The Survival and Time Attack modes are nice additions, but once you’ve mastered the techniques for your fighter’s class (which will take minutes), they soon deteriorate into the same, dull pattern and become boring pretty quickly. Unfortunately, not even a change in a character’s fighting style can keep it fun for longer than a few days.

Yup, this happened in my garden...

Gorgeously rendered backgrounds… oh wait, no, that’s my living room!
In a way, Reality Fighters will only look as good as the environments you provide it, unless you’re using the pre-rendered backgrounds which do, admittedly, look lovely. The Augmented Reality backgrounds can seem a bit grainy, such is the quality of the Vita’s camera, but they do the job well enough.

Character models are okay for they are what they are; cartoony fighters with your own face plastered on them, but there are a decent amount of different clothes and accessories that you can pair them with once you’ve won a few fights. The thing is, all the elements are practically from set costumes, and the the single elements don’t really gel together well when separated and randomised. You either go for the same costume theme or look like you’ve been blindfolded and pushed into a charity shop with $50 in your hand.

Eye of the tiger…
The use of sound in Reality Fighters is fairly minimal on the whole, and although there is music accompanying the menus, nothing is truly remarkable or worth special praise. Attacks have decent impact effects, but nothing about them wows or hasn’t already been bettered since (or even during) the 90s.

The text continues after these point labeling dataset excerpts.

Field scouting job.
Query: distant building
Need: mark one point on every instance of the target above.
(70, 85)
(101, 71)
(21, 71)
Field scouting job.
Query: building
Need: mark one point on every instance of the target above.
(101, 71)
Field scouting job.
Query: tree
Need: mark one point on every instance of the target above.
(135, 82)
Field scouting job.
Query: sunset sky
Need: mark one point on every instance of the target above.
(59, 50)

Obviously since his passing in 2005, Mr Miyagi himself, Pat Morita, is unable to voice the character that he made his own. His replacement, much like everything else about the game, merely does the job.

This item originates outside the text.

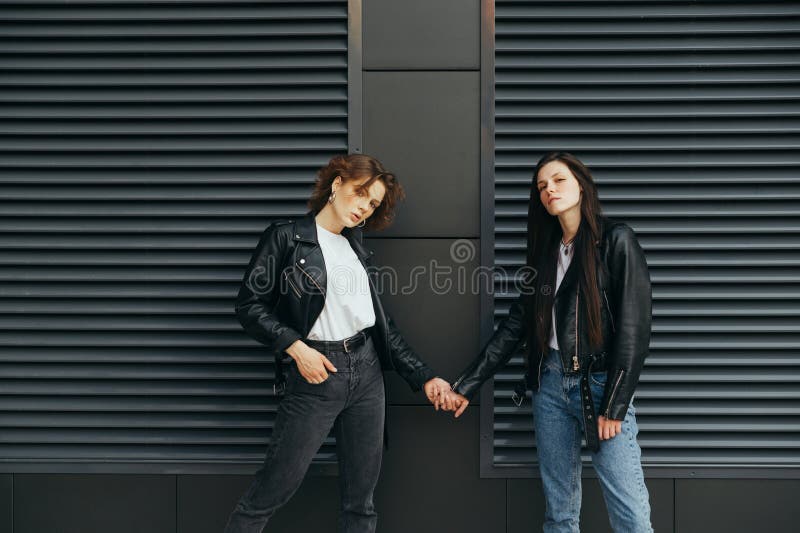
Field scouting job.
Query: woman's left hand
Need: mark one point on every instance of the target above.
(608, 428)
(436, 390)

As part of creating your character, you can record two sound bytes for your entry and victory; however, it does record these fairly quietly and at low quality. At the very least, it’s another step that allows you to really customise your fighter.

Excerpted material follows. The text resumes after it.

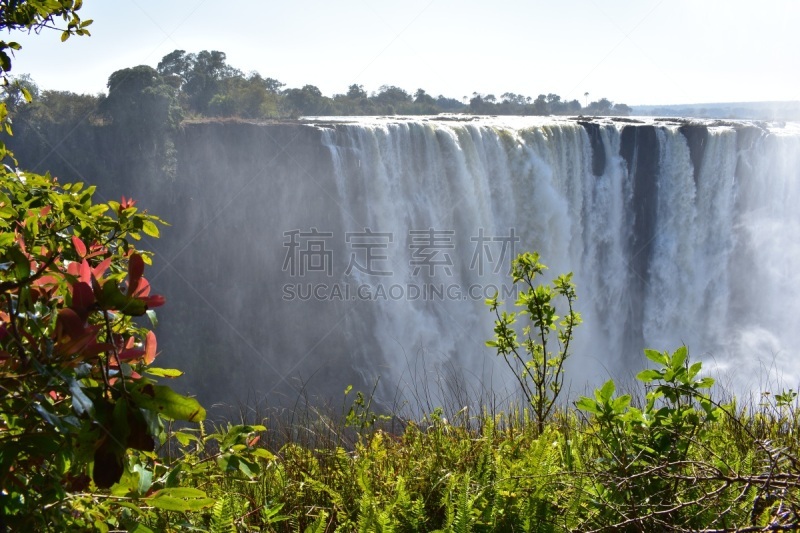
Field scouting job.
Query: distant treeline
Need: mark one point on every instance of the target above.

If you don't want to augment reality, there are a number of pre-rendered options.

It takes two to tango…
Reality Fighters makes it as one of the lucky Vita launch titles to have an online mode, but it’s far from fully featured. In fact, you can only take part in basic, friendly fights, with no other modes to help pad it out. That said, it is cool that you can pit your created fighters against others, while marvelling at how people have zero coordination when it comes to putting their costumes together…

Unfortunately, already it’s pretty hard to find a game. I managed just three in the space of an hour’s testing, two of which dropped connection, and one of those was before we’d even entered into a fight. The rest of my time was spent patiently waiting. The two games I had actually got to fight in were plagued terribly with button lag too, on a connection that runs Street Fighter X Tekken flawlessly. Not too promising.

That aside, the combat really doesn’t have the legs to carry an online community for any length of time; it’s just not strong enough.

Reality check?
Let it be said that there is some fun to be found in Reality Fighters; however, any appeal is extremely short-lived. It does some things admirably too; the implementation of Augmented Reality here is something that’s sold me a little more on the merits of AR, and I can’t wait to see explored further in the genre.

The game’s problems just about outweigh the good intentions, however. While not outright terrible, the combat system lacks painfully in depth and only ever works, never excels. What you’re left with is a limited fighter that might carry some favour with younger gamers or fighter first timers, but even then I’d point them elsewhere. Far from broken, but it’s just not fun for very long.